Department of Microbiology, University of Georgia, Athens, GA 30602.
# Current address: Dept. of Biological Sciences, 875 Perimeter Dr. MS, University of Idaho, Moscow, ID 83844.
Keywords:
metabolic network, metabolic integration, plasticity, thiamine synthesis, phosphoribosylamine (PRA), phosphoribosylpyrophosphate amidotransferase (PurF).
Corresponding Author(s):
Conflict of interest statement:
The authors have no conflict of interest to declare.

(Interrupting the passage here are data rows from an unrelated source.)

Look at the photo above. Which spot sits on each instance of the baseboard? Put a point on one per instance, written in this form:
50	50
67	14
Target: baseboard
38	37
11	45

Please cite this article as:
Jannell V. Bazurto and Diana M. Downs (2016). Metabolic network structure and function in bacteria goes beyond conserved enzyme components. Microbial Cell 3(6): 260-262. doi: 10.15698/mic2016.06.509
© 2016 Bazurto and Downs. This is an open-access article released under the terms of the Creative Commons Attribution (CC BY) license, which allows the unrestricted use, distribution, and reproduction in any medium, provided the original author and source are acknowledged.
Abstract:
For decades, experimental work has laid the foundation for our understanding of the linear and branched pathways that are integrated to form the metabolic networks on which life is built. Genetic and biochemical approaches applied in model organisms generate empirical data that correlate genes, gene products and their biological activities. In the post-genomic era, these results have served as the basis for the genome annotation that is routinely used to infer the metabolic capabilities of an organism and mathematically model the presumed metabolic network structure. At large, genome annotation and metabolic network reconstructions have demystified genomic content of non-culturable microorganisms and allowed researchers to explore the breadth of metabolisms in silico. Mis-annotation aside, it is unclear whether in silico reconstructions of metabolic structure from component parts accurately captures the higher levels of network organization and flux distribution. For this approach to provide accurate predictions, one must assume that the conservation of metabolic components leads to conservation of metabolic network architecture and function. This assumption has not been rigorously tested. Here we describe the implications of a recent study (MBio 5;7(1): e01840-15), which demonstrated that conservation of metabolic components was not sufficient to predict network structure and function.